Муза Гофмана, появляющаяся в прологе, нужна Фельзенштейну, она помогает ему логично обосновать путь от земного, обыденного к «магическому реализму».
Премьера «Сказок Гофмана» состоялась в 1958-м. Уже многие артисты вобрали в свое творчество «волшебную силу» Фельзенштейна. Только режиссеры, дирижеры, музыканты, артисты, артисты и еще раз артисты заставляют нас по-настоящему понимать замыслы авторов.
«Музыка должна высекать огонь из человеческих сердец», — говорил Бетховен. Но все ли его исполнители умели «высекать огонь» даже из его произведений? Клемперер всегда мог.
Но я не хочу отвлекаться от чудо-спектакля, которым навсегда буду считать «Сказки Гофмана» Фельзенштейна, где его титаническая воля повела за собой дирижера Карла Фрица Фойгтманна, где весь состав исполнителей органично несет его режиссерский замысел, где есть такие блестящие артисты-певцы, как Мелита Мусселли (все главные женские роли), Вернер Эндерс (Андреас, Кохенилле, Франц) и Асмус — Рудольф Асмус, которого я считаю лучшим оперным артистом нашего века. Его Линдорф, Коппелиус, «Видение», Дапертутто в этом спектакле — сбывшаяся мечта Гофмана. Значительный, сильный, страшный, неповторимо многообразный — он подлинное творение режиссерского могущества Фельзенштейна, умножившего великолепные дары самой природы!
Берлинская газета назвала этот удивительный спектакль «Вечер идеальной гармонии музыки и поэзии, декоративного и режиссерского искусства, искусства артистов и певцов, насыщенных духом подлинного гуманизма».

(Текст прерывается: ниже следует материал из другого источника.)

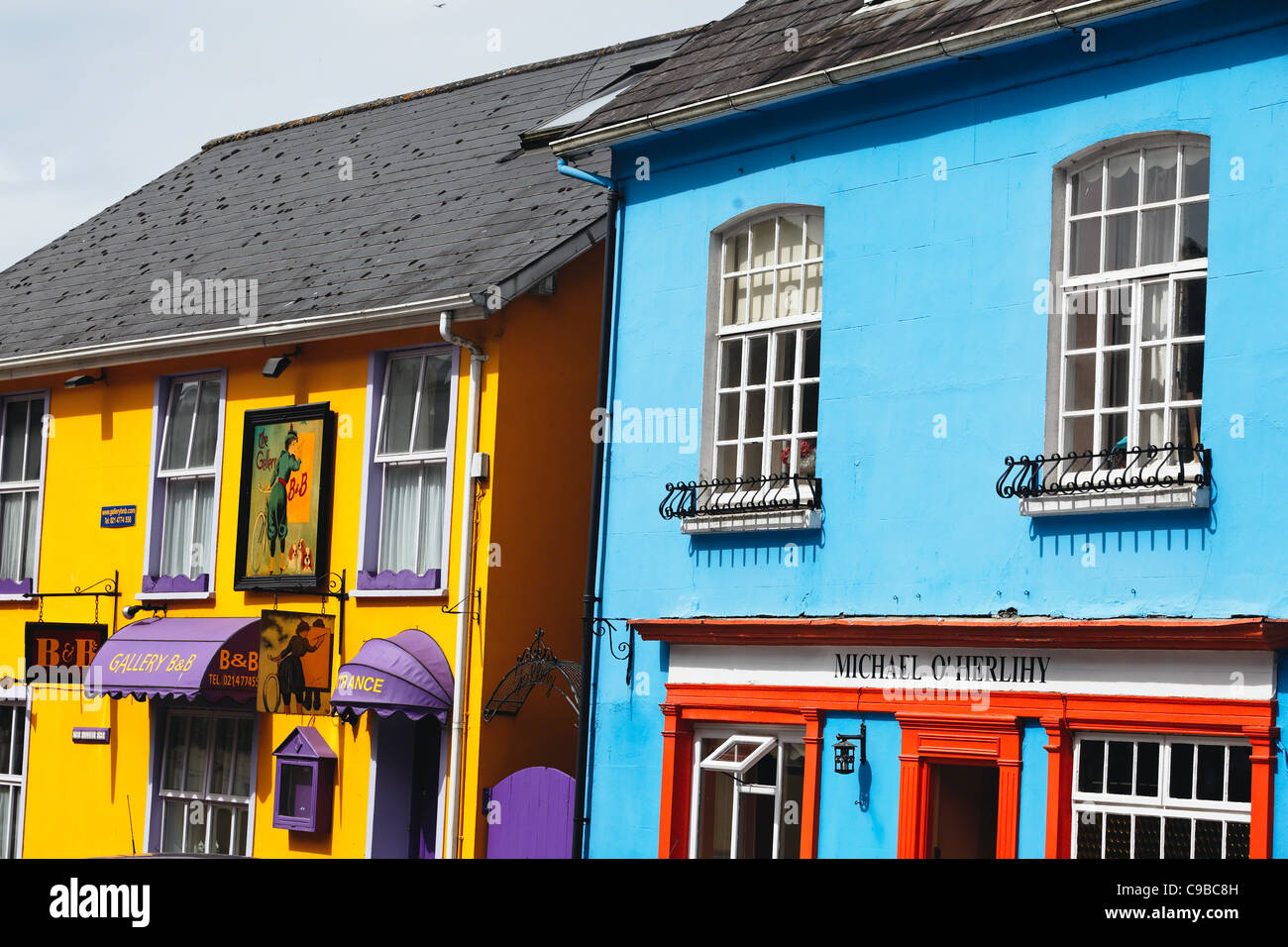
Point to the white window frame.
(17, 699)
(374, 463)
(159, 480)
(26, 486)
(721, 738)
(1160, 804)
(799, 324)
(1067, 287)
(161, 720)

Так восприняла эту работу Фельзенштейна и я и артисты нашего театра, которым позднее вместе со мной посчастливилось выступать в Берлине и, главное, увидеть этот спектакль. Помню ошеломленность в их глазах, крики «браво» всего зрительного зала. Обрадовалась и тому обстоятельству, что в театре Фельзенштейна вслед за выходом артистов в финале мы видим на сцене и людей в прозодежде — рабочих, электриков, бутафоров, — всех посильно участвовавших в чародействе этого спектакля.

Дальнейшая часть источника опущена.